July 24, 2004

Charm, niceness assessed.

Yesterday, as noted here, I was declared a lucky charm. Today, I returned to Milwaukee for round 3 of the U.S. Bank Championship--a PGA golf tournament, though it sounds like a lot of banks having a fight!--but things did not go so well. Cliff (Kresge, my nephew) was 5 over today and fell from 39th to 75th place. My claim to charm is destroyed. The saving grace was that Cliff made a phenomenal shot in front of the big crowd at the 18th hole. After having such a bad day overall, on the 18th hole, he made his second shot into a horribly deep sand trap clear across the green from the hole. I was sitting in the bleachers, and felt awful to see him preparing to shoot: only his head and shoulders were visible above the grassy overhanging fringe of the green. How bad do things have to be? He shoots, the ball kicks up out of the trap and onto the green, rolls the length of the green and into the hole! The crowd goes wild. It was a par 5 hole, so that was an eagle!
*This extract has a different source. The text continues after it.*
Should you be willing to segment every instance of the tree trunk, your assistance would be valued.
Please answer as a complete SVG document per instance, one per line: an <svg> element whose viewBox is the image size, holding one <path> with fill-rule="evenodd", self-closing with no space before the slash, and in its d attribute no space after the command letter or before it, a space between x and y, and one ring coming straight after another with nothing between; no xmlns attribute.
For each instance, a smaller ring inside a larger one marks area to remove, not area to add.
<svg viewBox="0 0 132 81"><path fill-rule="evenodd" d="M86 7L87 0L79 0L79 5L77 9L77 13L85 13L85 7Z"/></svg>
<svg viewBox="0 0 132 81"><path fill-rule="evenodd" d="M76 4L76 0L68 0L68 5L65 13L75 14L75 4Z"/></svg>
I arrived at the golf course early today. With half an hour until tee time, I sat on a picnic bench to write some notes. One of the officials--one of the men who hold up the "quiet" signs when the golfers are shooting--comes over to me and says, "Ma'am, I'm sorry, you can't sit there." I see the bench is inside the rope, though the rope is on the ground at the moment, and it's quite close to the green. "Oh, I'm sorry," I say, embarrassed. "That's okay," he says in the extremely nice way people performing various functions around the golf course always have. People are so polite here. I'm an outsider observing the golf ethic: I have never played golf, and I am only interested in it because of my nephew. But I'm impressed by the super-niceness everyone embraces on the golf course during professional tournaments. People are quiet and maintain a thoroughly restrained manner. No one talks when the "quiet" sign is raised. In fact, there is only a little very quiet talking when you're allowed to talk. No one would ever do anything even close to, say, calling out "Miss!" when a player is shooting or laughing when a player misses an easy shot. It's just unthinkable. You never notice anyone rooting against someone. Even though it helps your guy when another guy misses a shot, you never hear the slightest indication of satisfaction. It hurts your guy when another guy makes a shot, and you never hear the slightest whisper of regret. Everyone claps when anyone makes a good shot. Go to a golf tournament, and even if you tend to think the golf manner is staid or repressed or geriatric or phony or whatever, you'll find yourself acting the same way too. You'll hold back when an official makes a little hand motion to signal that you need to wait for the players to cross one of the little bridges over a water hazard, and when the official motions to you that you may now cross the bridge, you'll say to him, "Thank you."